Question

A battery with EMF 90.0 V has internal resistance R_b = 9.10 Ohm. What is the reading V_v of a voltmeter having total resistance R_v = 470 Ohm when it is placed across the terminals of the battery? Express your answer with three significant figures. What is the maximum value that the ratio R_b/R_v may have if the percent error in the reading of the EMF of a battery is not to exceed 3.50%? Express your answer with three significant figures.

Answer 1

Part A :The voltmeter reads the voltage which is equal to the voltage drop across the resistance R_v

V_v = I R_v   ------------------(1)

here "I" is the current in the circuit

Equivalent resistance of the circuit is

R_eq = R_b + R_v   ( R_b , R_v are in series )

R_eq = (9.10 $\Omega$ + 470 $\Omega$ ) = 479.10 $\Omega$ .

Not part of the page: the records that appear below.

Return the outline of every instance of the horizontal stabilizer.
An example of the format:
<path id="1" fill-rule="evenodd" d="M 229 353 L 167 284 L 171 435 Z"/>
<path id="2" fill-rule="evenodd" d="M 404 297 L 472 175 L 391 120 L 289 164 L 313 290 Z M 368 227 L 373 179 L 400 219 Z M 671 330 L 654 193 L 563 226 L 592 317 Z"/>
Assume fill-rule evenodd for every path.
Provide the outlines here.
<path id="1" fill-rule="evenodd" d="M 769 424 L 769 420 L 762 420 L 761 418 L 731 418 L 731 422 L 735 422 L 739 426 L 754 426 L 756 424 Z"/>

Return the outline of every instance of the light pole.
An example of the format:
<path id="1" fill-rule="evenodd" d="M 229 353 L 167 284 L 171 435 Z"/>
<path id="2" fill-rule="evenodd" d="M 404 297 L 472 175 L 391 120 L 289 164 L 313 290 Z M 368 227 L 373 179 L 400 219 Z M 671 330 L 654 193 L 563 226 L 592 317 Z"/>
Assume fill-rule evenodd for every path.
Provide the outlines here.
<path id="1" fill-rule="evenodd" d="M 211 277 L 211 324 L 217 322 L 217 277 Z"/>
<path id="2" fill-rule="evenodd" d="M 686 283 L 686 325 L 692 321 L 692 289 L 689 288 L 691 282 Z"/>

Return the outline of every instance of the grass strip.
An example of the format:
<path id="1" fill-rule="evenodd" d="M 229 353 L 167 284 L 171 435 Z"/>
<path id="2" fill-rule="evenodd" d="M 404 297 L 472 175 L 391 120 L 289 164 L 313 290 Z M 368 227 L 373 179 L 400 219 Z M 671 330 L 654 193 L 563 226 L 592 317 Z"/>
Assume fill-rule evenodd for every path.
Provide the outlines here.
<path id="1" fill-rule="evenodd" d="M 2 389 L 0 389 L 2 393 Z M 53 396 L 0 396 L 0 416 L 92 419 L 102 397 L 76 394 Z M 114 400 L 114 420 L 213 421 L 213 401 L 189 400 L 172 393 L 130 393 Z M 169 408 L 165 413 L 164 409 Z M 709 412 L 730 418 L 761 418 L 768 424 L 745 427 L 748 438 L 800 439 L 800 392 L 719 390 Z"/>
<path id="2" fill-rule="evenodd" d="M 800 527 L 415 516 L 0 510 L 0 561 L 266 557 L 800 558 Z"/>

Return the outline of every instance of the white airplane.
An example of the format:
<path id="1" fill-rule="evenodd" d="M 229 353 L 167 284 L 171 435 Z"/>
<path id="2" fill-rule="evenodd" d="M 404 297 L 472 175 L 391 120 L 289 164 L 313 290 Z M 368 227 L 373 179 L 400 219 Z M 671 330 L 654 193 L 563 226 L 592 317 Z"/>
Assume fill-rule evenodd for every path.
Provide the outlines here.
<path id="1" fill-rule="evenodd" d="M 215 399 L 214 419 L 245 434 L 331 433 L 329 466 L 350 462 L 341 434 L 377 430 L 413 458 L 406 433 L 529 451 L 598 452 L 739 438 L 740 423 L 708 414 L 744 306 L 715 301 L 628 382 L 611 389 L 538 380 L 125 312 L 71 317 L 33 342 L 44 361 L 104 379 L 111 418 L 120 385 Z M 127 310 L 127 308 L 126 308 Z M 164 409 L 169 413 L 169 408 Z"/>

Now the current in the circuit is I = EMF / (R_eq)

I = 90.0 V / ( 479.10 $\Omega$)

I = 0.1879 A.

now from (1) substituting all values we get

V_v = ( 0.1879 A ) ( 470 $\Omega$ )

V_v = 88.31 V

Part B : Percent error of the reading of the EMF of a battery is

E = (V - V_v ) / V { E= Error , V =EMF = I ( R_b + R_v ) and V_v = I R_v }

E = [ I ( R_b + R_v ) -  I R_v ] / [ I ( R_b + R_v )]

E = [ R_b / (R_b + R_v ) ]

R_b E + R_v E = R_b

R_b (1-E) = E R_v

R_b / R_v = E / (1-E)

(R_b / R_v)_max  = 0.036